Effects due to the measure of recidivism and the type of intervention. The results of the meta-analysis exhibited a non significant positive mean effect in the ORs for the Duluth Model treatment type (k = 24), δ = 0.41, 90% CI [-0.09, 0.92]; a non significant positive mean effect for the CBT programmes (k = 5), δ = 0.47, 90% CI [-0.20, 1.14]; and a significant positive mean effect and a moderate size for the OTI (k = 4), δ = 0.52, 90% CI [0.29, 0.75]. As the effect sizes were not significant for the Duluth Model or the CBT programmes, but were approximately a medium size, they were contrasted with a null effect. Counternull effect size was 0.82 for the Duluth Model, that is, data suggested that the probability of the null effect for the Duluth Model in reducing recidivism was equal to a 38% efficacy rate. As for the CBT programmes, a EScounternull= 0.94 supported as much a null effect as a 42% success rate. In the measure of recidivism based on CRs the results found a non significant positive mean treatment effect of the Duluth Model (k = 5), δ = 0.12, 90% CI [-0.06, 0.30]; a non significant positive mean effect of the CBT programmes (k = 3), δ = 0.18, 90% CI [-0.08, 0.44]; and a non significant negative mean effect of the OTI, (k = 5), δ = -0.06, 90% CI [-0.81, 0.69]. In other words, treatment may even have negative effects on recidivism rates reaching 37.5%.

Effects due to the measure of recidivism and the duration of the intervention. The measure of recidivism based on ORs in the brief interventions had a non significant positive weighted mean effect (k = 14), δ = 0.18, 90% CI [-0.58, 0.94]; and long-term programmes had a statistically significant weighted mean positive effect (k = 19), δ = 0.49, 90% CI [0.05, .93), i.e., a medium positive effect size.

The treatment effects as measured by CRs in brief interventions had a non significant weighted mean positive effect (k = 6), δ = 0.16, 90% CI [-0.07, 0.39]; long-term treatment programmes had a non significant weighted mean positive effect (k = 5), δ = 0.14, 90% CI [-0.09, 0.37].

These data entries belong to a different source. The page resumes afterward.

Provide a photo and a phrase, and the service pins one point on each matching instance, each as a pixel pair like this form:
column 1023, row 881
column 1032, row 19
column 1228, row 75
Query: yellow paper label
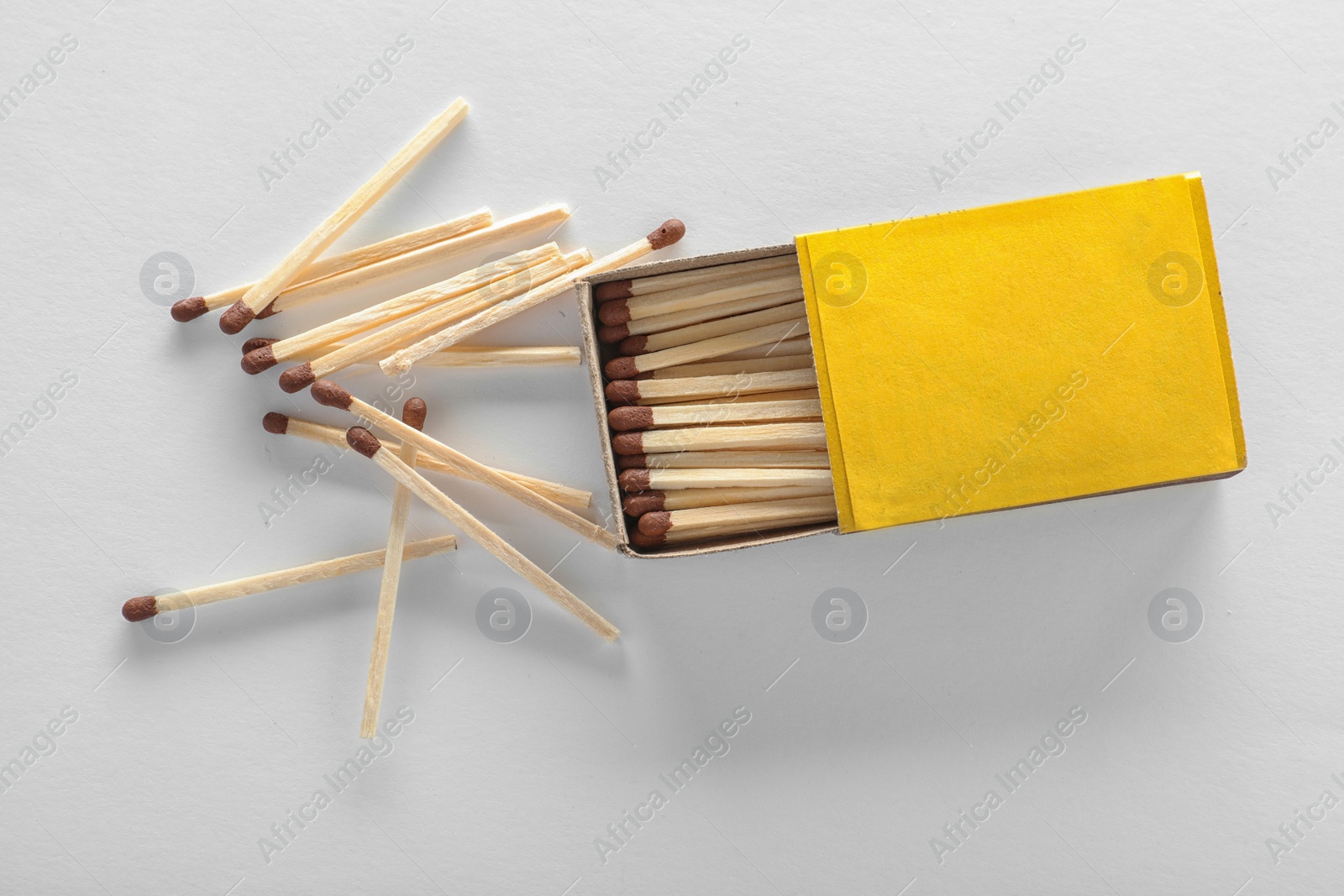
column 1021, row 354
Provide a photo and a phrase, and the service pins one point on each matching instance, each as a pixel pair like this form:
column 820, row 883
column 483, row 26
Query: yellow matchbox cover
column 1021, row 354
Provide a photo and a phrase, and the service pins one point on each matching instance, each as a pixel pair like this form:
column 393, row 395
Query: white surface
column 981, row 637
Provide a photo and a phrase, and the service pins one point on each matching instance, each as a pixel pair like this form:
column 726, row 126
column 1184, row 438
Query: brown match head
column 275, row 422
column 633, row 345
column 622, row 369
column 613, row 333
column 363, row 441
column 642, row 540
column 628, row 443
column 260, row 359
column 140, row 609
column 671, row 231
column 622, row 391
column 635, row 479
column 331, row 394
column 414, row 411
column 615, row 313
column 642, row 504
column 297, row 378
column 188, row 309
column 237, row 317
column 631, row 418
column 616, row 289
column 656, row 523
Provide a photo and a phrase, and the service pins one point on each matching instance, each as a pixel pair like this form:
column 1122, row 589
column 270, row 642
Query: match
column 669, row 233
column 663, row 282
column 139, row 609
column 264, row 291
column 705, row 387
column 413, row 414
column 696, row 316
column 705, row 349
column 717, row 521
column 710, row 329
column 644, row 503
column 333, row 396
column 393, row 309
column 190, row 309
column 678, row 300
column 717, row 459
column 366, row 443
column 624, row 419
column 768, row 436
column 648, row 479
column 282, row 425
column 427, row 322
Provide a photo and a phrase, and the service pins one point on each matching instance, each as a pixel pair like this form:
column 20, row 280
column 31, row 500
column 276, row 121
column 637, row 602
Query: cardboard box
column 1003, row 356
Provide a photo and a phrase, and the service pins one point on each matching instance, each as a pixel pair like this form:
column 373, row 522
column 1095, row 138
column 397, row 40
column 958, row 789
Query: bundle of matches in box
column 712, row 402
column 418, row 328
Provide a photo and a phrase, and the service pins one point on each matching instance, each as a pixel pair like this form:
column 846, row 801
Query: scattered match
column 147, row 607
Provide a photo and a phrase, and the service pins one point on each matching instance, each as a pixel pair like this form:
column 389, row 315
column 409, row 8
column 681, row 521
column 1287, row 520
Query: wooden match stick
column 506, row 356
column 796, row 345
column 671, row 231
column 264, row 291
column 644, row 503
column 701, row 387
column 648, row 479
column 716, row 521
column 727, row 369
column 718, row 459
column 711, row 329
column 427, row 322
column 396, row 308
column 282, row 425
column 788, row 396
column 333, row 396
column 642, row 418
column 622, row 369
column 190, row 309
column 663, row 282
column 678, row 300
column 366, row 443
column 413, row 414
column 470, row 355
column 412, row 262
column 717, row 438
column 696, row 316
column 139, row 609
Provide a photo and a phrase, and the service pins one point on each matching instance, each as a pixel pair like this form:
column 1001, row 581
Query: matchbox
column 996, row 358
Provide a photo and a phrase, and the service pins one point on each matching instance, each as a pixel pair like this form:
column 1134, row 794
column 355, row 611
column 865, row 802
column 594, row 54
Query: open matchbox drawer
column 998, row 358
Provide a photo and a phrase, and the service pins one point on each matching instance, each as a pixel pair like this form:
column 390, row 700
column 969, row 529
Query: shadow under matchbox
column 978, row 360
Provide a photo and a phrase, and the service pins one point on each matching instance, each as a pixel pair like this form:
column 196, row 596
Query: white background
column 984, row 633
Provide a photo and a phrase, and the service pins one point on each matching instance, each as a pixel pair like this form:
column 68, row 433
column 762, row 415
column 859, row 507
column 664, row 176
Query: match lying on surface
column 714, row 405
column 423, row 327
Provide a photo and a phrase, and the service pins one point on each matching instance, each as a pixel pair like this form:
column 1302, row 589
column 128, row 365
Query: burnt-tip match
column 400, row 332
column 413, row 414
column 665, row 235
column 367, row 443
column 663, row 282
column 707, row 387
column 139, row 609
column 286, row 425
column 192, row 308
column 333, row 396
column 264, row 291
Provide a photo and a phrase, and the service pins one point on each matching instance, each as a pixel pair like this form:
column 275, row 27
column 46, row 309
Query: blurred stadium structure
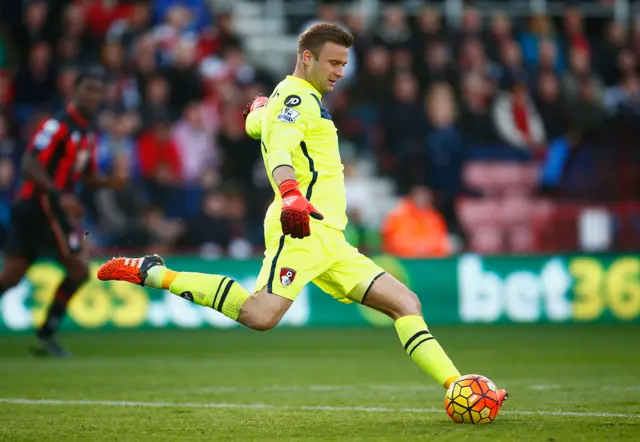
column 521, row 117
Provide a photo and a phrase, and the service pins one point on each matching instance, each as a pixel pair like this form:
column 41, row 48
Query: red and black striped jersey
column 65, row 146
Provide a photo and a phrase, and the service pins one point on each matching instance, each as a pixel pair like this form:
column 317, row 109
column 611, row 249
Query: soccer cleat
column 133, row 270
column 502, row 396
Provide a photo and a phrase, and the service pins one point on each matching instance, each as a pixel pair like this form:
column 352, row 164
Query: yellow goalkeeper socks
column 425, row 350
column 214, row 291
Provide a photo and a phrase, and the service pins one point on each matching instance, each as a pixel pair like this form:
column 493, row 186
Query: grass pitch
column 566, row 383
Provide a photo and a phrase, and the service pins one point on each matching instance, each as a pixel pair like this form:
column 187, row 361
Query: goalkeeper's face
column 325, row 71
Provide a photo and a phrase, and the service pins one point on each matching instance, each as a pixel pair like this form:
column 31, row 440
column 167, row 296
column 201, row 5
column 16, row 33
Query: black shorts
column 40, row 229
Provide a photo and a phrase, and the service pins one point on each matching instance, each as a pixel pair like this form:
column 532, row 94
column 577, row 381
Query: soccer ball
column 472, row 399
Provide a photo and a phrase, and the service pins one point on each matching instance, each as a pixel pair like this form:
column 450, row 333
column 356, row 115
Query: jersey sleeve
column 289, row 118
column 47, row 139
column 92, row 164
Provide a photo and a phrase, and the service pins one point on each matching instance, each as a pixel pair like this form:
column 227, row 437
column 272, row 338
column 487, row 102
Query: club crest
column 287, row 276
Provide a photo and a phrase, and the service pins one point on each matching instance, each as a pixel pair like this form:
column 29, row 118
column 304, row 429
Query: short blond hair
column 314, row 38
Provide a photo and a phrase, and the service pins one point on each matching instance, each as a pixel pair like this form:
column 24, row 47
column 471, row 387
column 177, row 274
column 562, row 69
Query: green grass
column 328, row 384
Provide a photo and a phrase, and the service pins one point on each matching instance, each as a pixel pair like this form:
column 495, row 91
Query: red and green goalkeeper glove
column 257, row 102
column 296, row 210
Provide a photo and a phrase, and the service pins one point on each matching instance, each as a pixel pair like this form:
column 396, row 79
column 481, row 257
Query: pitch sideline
column 25, row 401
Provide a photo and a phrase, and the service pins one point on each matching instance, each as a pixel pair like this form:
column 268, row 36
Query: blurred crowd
column 420, row 99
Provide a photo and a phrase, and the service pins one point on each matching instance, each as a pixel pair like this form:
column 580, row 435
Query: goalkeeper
column 304, row 224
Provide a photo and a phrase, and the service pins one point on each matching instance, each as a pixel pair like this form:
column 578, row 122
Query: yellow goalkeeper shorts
column 324, row 258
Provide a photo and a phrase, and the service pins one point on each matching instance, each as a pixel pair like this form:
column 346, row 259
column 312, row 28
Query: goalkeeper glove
column 257, row 102
column 296, row 209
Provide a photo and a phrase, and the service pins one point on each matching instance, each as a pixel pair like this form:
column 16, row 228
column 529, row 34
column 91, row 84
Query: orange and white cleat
column 503, row 395
column 133, row 270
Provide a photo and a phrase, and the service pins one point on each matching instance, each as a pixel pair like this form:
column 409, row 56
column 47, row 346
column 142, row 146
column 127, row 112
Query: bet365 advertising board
column 463, row 289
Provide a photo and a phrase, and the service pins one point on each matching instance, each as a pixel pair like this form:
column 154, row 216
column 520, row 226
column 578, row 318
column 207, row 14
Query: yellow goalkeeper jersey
column 297, row 130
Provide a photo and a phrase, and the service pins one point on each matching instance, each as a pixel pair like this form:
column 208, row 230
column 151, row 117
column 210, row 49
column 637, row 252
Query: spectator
column 35, row 83
column 500, row 32
column 623, row 99
column 403, row 121
column 476, row 123
column 579, row 72
column 516, row 118
column 540, row 29
column 614, row 42
column 586, row 112
column 415, row 229
column 184, row 83
column 159, row 159
column 436, row 66
column 195, row 141
column 429, row 31
column 551, row 105
column 394, row 32
column 444, row 153
column 209, row 229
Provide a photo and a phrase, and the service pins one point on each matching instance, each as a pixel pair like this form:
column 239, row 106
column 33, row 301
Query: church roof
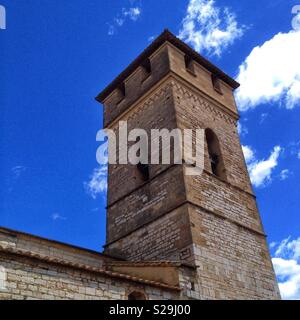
column 165, row 36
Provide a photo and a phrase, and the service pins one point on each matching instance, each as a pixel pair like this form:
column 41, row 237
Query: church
column 168, row 235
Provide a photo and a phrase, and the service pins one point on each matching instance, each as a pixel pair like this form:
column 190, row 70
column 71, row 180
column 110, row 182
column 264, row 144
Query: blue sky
column 56, row 56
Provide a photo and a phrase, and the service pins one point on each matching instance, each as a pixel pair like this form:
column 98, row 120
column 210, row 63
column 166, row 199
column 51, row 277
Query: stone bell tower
column 157, row 212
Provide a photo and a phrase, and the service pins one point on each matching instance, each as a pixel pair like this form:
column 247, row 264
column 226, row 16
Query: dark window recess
column 214, row 160
column 122, row 91
column 136, row 296
column 146, row 64
column 189, row 65
column 214, row 154
column 216, row 83
column 144, row 170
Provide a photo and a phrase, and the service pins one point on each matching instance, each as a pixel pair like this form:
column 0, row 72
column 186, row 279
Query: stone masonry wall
column 26, row 280
column 232, row 262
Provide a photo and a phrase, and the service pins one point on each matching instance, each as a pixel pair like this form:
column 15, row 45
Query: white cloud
column 248, row 153
column 97, row 183
column 284, row 174
column 56, row 216
column 260, row 171
column 132, row 13
column 286, row 263
column 271, row 73
column 208, row 28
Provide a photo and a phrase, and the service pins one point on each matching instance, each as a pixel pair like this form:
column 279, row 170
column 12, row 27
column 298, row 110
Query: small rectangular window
column 146, row 64
column 189, row 64
column 122, row 91
column 144, row 170
column 216, row 83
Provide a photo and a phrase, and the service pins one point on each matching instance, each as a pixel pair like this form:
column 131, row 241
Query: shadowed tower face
column 156, row 211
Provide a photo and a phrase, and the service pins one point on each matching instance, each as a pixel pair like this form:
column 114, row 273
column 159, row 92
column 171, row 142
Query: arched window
column 136, row 295
column 214, row 153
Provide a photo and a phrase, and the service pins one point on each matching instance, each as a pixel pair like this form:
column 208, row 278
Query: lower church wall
column 26, row 279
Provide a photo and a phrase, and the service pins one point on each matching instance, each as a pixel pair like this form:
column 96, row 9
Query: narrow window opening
column 214, row 154
column 122, row 91
column 144, row 170
column 216, row 83
column 146, row 64
column 189, row 65
column 135, row 295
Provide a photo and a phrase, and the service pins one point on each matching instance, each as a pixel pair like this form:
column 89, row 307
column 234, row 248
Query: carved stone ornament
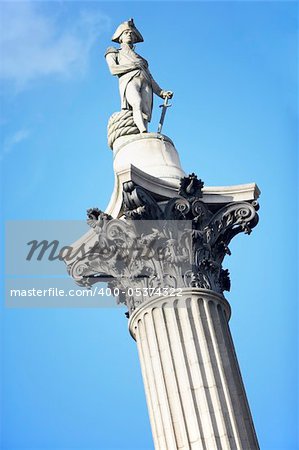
column 170, row 244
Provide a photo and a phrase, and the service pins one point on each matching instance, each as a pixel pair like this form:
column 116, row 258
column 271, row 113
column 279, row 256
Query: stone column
column 177, row 244
column 194, row 390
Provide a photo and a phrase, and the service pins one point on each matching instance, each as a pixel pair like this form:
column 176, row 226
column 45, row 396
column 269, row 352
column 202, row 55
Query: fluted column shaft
column 194, row 390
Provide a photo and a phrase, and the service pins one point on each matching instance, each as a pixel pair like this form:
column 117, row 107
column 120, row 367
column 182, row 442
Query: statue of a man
column 136, row 83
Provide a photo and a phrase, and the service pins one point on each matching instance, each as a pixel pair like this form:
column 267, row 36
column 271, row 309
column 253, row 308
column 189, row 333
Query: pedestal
column 194, row 390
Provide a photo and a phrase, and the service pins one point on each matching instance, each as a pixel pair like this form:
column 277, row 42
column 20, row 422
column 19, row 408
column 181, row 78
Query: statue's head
column 127, row 32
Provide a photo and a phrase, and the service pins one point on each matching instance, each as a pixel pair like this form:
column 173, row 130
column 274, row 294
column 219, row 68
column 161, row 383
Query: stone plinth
column 154, row 154
column 194, row 390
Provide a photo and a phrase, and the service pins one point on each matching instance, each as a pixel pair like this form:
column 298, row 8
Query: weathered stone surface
column 195, row 394
column 194, row 238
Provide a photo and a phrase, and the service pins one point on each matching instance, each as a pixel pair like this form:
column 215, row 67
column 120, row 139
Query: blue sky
column 70, row 378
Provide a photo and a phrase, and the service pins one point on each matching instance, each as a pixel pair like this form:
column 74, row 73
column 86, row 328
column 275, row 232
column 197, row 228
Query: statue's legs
column 137, row 99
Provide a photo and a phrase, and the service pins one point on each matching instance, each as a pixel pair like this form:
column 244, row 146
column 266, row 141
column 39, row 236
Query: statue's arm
column 158, row 91
column 114, row 67
column 156, row 88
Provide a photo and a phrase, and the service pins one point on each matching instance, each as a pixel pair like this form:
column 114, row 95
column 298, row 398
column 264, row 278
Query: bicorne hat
column 129, row 25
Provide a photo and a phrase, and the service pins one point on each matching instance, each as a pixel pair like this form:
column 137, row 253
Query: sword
column 164, row 109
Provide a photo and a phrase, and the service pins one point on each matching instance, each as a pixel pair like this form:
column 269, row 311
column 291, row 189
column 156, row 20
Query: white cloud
column 34, row 43
column 11, row 141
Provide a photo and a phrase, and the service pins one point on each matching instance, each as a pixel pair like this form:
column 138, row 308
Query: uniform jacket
column 122, row 63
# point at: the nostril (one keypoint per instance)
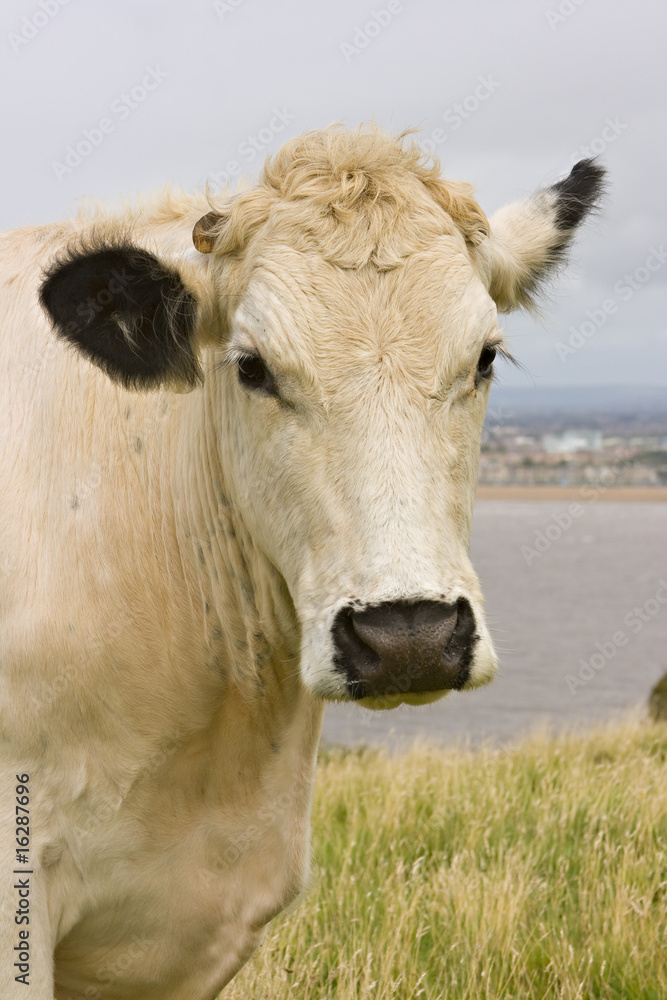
(404, 645)
(351, 644)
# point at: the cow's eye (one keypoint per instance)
(485, 363)
(254, 374)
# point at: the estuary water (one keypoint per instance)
(578, 613)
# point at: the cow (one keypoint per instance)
(239, 441)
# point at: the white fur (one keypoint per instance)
(171, 565)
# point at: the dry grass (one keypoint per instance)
(537, 873)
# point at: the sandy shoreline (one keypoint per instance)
(584, 494)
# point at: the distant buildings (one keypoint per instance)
(571, 441)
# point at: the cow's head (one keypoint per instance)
(345, 311)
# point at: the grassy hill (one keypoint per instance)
(537, 873)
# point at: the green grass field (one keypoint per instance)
(539, 872)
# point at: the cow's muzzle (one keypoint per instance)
(402, 647)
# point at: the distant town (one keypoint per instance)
(575, 439)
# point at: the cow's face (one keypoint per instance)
(354, 329)
(354, 405)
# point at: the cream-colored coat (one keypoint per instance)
(171, 563)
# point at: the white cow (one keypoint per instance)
(186, 577)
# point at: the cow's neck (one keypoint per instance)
(242, 614)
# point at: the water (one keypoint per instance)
(546, 613)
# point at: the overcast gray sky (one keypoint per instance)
(509, 94)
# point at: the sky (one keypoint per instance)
(507, 95)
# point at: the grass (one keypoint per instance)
(533, 874)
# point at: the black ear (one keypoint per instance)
(578, 194)
(530, 239)
(127, 312)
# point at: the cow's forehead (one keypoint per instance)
(301, 310)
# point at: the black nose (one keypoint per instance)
(404, 647)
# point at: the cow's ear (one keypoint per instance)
(127, 312)
(530, 238)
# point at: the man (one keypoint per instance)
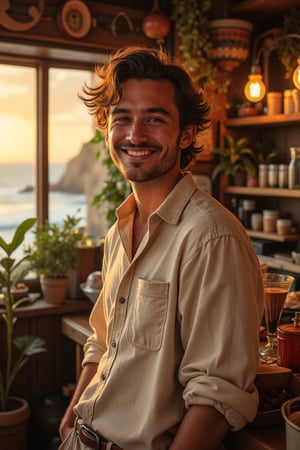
(174, 350)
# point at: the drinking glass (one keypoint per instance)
(276, 288)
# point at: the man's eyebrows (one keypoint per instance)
(145, 111)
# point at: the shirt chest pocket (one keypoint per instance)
(147, 322)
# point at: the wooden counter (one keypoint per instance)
(47, 372)
(77, 328)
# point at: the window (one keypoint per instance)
(44, 126)
(18, 146)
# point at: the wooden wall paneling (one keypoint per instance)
(48, 33)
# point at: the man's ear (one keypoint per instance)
(187, 136)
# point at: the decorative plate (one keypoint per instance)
(75, 19)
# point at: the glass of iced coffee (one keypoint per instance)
(276, 288)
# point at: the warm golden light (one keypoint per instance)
(296, 75)
(255, 89)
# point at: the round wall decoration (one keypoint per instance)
(75, 19)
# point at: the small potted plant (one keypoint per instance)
(236, 160)
(14, 411)
(54, 254)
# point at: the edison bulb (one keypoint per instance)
(255, 90)
(296, 75)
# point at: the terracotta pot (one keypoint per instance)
(54, 289)
(156, 25)
(231, 42)
(13, 425)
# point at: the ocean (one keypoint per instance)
(16, 205)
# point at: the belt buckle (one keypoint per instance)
(92, 433)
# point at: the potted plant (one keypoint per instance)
(236, 158)
(54, 254)
(191, 19)
(14, 411)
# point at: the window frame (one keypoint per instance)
(42, 67)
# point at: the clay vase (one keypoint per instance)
(231, 42)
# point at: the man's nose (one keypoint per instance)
(137, 132)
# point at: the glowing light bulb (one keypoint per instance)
(296, 75)
(255, 90)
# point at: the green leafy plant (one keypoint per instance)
(12, 272)
(115, 188)
(191, 19)
(54, 251)
(235, 156)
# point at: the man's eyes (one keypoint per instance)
(128, 119)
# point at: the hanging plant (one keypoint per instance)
(289, 48)
(195, 46)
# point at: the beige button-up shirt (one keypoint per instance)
(176, 325)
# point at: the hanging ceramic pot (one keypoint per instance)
(156, 25)
(231, 42)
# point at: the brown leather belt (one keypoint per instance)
(91, 438)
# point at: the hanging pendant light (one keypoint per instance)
(156, 25)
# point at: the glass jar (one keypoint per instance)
(294, 168)
(283, 176)
(273, 175)
(263, 174)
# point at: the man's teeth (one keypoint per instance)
(138, 152)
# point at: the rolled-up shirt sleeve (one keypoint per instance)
(221, 348)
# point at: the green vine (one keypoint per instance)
(115, 188)
(191, 19)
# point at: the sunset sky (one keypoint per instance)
(70, 124)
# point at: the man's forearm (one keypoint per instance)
(68, 419)
(203, 428)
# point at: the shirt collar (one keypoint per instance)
(172, 207)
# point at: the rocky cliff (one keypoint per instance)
(85, 174)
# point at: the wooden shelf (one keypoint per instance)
(263, 6)
(262, 192)
(271, 121)
(274, 236)
(279, 264)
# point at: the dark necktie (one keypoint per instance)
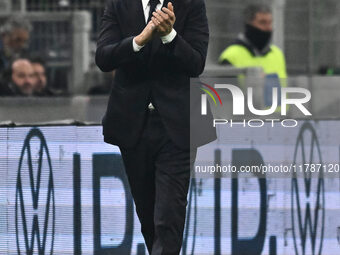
(153, 4)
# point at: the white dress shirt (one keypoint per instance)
(165, 39)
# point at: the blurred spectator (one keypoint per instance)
(14, 37)
(41, 88)
(253, 48)
(19, 79)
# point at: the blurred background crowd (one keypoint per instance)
(47, 47)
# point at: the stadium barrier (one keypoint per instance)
(64, 191)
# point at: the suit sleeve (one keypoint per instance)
(190, 48)
(112, 50)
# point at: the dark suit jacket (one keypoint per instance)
(159, 73)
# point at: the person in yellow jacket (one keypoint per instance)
(253, 48)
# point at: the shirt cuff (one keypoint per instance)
(169, 37)
(135, 46)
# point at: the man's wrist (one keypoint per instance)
(169, 37)
(137, 45)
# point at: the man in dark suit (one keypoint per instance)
(155, 47)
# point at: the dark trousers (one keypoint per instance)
(159, 175)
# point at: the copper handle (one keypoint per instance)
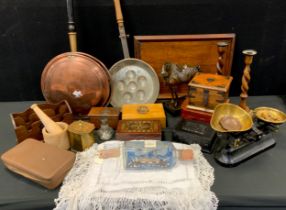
(71, 27)
(118, 12)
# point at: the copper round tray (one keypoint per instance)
(133, 81)
(77, 77)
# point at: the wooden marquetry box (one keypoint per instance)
(208, 90)
(144, 112)
(191, 49)
(111, 113)
(139, 129)
(193, 114)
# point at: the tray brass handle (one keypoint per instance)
(118, 12)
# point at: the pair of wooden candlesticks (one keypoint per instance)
(248, 58)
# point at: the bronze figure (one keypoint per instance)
(174, 75)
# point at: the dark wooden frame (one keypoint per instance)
(153, 49)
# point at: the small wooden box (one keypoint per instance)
(40, 162)
(111, 113)
(144, 112)
(139, 129)
(193, 114)
(208, 90)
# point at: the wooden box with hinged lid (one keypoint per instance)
(138, 129)
(208, 90)
(81, 135)
(111, 113)
(144, 112)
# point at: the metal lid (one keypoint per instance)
(81, 127)
(77, 77)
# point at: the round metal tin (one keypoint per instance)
(133, 81)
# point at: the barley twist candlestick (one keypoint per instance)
(246, 78)
(221, 48)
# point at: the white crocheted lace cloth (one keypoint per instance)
(107, 186)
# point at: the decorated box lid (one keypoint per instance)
(211, 81)
(81, 127)
(103, 111)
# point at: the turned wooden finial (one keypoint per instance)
(248, 58)
(221, 48)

This meta-analysis has certain limitations that should be borne in mind when extrapolating or generalizing the results to other populations. First, the effects of a meta-analysis may be inadvertently contaminated by other variables that preclude the estimate of an effect size due to treatment. Second, details of several of the moderators initially selected for this study were not fully reported or were not accurately measured by the studies selected for this meta-analysis. Third, the measures for batterer treatment efficacy based on ORs and CRs were not entirely accurate since they entailed a margin error in the estimates of the recidivism rates (hidden victimization/undetected delinquency). Most of the interventions were evaluated by the authors themselves who were conscious that the continuity of their intervention programme depended on positive outcomes which may undermine the reliability of the evaluation (thus, the detected outliers were the 3 effect sizes of the same author with a positive effect 2SD > M, whereas the interventions with the highest negative effect sizes corresponded to the external assessments of Jones and Gondolf, 2002). Taking these limitations into account in generalizing the results, the following conclusions may be drawn:

On the whole, the treatment of batterers had a positive but non statistically significant effect. As for some specific treatments, it may also have had considerably negative effects both in ORs and CRs. Nevertheless, this does not imply that the batterers' treatment efficacy rate is null, given that the probability of an l to a 38% efficacy rate which is quite a respectable efficacy. Hence, the evidence remains inconclusive and sharp conclusions cannot be drawn (Eckhardt et al., 2013; Smedslund, Dalsbo, Steiro, Winsvold, & Clench-Aas, 2011).

Treatment efficacy was not sensitive to the moderator duration of the follow-up (short-term vs. long-term) in the ORs or CRs. In other words, the follow-up period was not a differential indicator of treatment efficacy, which contradicts the findings of Gondolf that the greatest recidivism rate occurs during the first months (Gondolf, 2000, 2002).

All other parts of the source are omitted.